Although major providers such as SpeechWorks International Inc. and Nuance have reached 90-plus percent accuracy rates in recognizing speech and generating correct responses, systems still have difficulty understanding thick accents or callers on bad cell-phone connections.
People who prefer speaking to a live person may find computerized voices annoying, so most companies offer a way out. Pressing the zero key typically will direct the caller to a human. Also, when automated systems can't understand or handle a request, they usually route callers to a live person.
Companies already sold on voice automation are upgrading their systems to lend them some personality.
After months of market research, Wells Fargo's credit card division decided on a young, hip but serious voice that sounded like a thirtysomething male business banker.
"We thought our customers might like some fun in the system, but they told us, 'No.' They just wanted someone professional," Mr. LaCentra said.
Wells Fargo, which led efforts by banks nationwide to reduce transactions handled by tellers, soon will test its speech-automated phone system in select markets and next year hopes to expand it nationally.
Early adopters say voice automation pays off in consumer satisfaction.
Since June, when online travel site Orbitz upgraded to a voice-automated system that allowed customers to receive confirmations or cancellations, calls solved without an agent rose from 3 percent to more than 15 percent, said Eliah Kahn, Orbitz's vice president of customer experience.
Voice systems can shorten phone calls, especially for impatient customers who end up punching numbers that lead them into telephonic blind alleys.

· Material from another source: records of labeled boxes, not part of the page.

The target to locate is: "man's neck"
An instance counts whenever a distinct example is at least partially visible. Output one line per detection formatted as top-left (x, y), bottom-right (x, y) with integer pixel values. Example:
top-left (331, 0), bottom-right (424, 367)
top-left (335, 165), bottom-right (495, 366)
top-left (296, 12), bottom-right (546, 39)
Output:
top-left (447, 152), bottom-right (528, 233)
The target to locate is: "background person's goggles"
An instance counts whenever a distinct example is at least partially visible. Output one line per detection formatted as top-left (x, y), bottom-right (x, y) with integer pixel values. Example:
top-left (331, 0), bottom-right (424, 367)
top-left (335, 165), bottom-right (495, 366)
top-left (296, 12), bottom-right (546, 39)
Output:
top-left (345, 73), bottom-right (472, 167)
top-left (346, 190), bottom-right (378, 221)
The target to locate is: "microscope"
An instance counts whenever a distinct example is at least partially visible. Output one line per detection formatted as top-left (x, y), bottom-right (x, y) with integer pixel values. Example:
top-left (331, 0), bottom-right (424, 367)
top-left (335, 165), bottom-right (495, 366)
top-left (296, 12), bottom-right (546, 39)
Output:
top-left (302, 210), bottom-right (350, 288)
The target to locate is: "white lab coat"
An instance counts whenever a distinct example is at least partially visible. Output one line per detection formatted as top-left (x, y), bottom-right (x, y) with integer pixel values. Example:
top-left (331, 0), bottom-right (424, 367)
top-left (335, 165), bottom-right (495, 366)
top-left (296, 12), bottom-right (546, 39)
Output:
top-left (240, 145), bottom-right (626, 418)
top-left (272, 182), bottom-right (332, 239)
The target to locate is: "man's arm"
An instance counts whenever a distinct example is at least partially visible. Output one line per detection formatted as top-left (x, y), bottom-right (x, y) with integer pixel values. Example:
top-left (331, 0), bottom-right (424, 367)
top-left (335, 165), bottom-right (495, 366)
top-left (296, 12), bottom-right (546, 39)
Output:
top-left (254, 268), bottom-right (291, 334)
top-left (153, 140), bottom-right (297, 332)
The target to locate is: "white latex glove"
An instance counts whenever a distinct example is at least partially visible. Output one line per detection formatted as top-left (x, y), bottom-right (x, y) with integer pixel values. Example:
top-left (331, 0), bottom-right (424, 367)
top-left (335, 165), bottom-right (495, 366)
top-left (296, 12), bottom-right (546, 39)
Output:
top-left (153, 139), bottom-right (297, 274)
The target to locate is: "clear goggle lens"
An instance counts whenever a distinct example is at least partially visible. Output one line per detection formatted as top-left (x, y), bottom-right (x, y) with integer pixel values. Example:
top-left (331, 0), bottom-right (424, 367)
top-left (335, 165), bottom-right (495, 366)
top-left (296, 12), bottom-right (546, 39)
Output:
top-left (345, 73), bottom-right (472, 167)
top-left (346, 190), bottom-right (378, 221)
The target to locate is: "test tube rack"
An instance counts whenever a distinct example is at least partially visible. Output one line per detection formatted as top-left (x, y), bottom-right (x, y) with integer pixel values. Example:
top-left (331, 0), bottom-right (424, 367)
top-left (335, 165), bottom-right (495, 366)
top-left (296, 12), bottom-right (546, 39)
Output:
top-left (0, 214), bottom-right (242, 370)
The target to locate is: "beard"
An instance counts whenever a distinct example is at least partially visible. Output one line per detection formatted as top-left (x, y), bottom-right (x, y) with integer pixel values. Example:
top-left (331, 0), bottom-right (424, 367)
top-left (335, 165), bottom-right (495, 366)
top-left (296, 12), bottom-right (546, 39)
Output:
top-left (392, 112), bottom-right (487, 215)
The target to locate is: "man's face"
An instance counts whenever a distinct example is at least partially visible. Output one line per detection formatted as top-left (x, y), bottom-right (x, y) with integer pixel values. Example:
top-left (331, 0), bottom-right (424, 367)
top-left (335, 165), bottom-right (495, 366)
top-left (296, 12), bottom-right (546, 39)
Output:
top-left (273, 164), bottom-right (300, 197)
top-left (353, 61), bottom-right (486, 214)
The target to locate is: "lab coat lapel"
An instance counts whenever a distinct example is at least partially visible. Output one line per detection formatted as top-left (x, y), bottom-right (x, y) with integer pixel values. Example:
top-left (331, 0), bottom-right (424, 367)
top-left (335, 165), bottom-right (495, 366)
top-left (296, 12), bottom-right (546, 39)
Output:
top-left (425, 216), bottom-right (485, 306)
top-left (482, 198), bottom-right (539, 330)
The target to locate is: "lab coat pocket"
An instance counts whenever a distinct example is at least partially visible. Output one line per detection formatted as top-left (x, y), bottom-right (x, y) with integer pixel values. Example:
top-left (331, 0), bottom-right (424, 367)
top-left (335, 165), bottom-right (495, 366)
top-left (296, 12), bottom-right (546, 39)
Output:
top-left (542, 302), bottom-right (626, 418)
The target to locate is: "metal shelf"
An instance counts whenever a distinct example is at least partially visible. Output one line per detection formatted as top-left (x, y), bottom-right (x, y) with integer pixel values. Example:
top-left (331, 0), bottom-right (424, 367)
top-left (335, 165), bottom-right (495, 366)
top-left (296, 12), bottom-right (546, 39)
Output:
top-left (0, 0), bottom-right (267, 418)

Charles Schwab Corp. installed a system in 1997 that would allow callers to speak rather than push buttons. Today, its clients can trade stocks and confirm transactions that way.
Most clients calling Schwab's main customer lines choose the voice option over touch-tone, said Cecily Baptist, Schwab's vice president of voice technology. Transferring cash, for example, takes 14 steps with the touch-tone method and as few as five steps via voice.
At least a quarter of Fortune 500 companies invested in voice-automated systems in 2001 up from 12 percent in 2000 and by 2007, the voice technology market will reach revenues of nearly $3 billion up from $485 million this year predicts the research firm Datamonitor.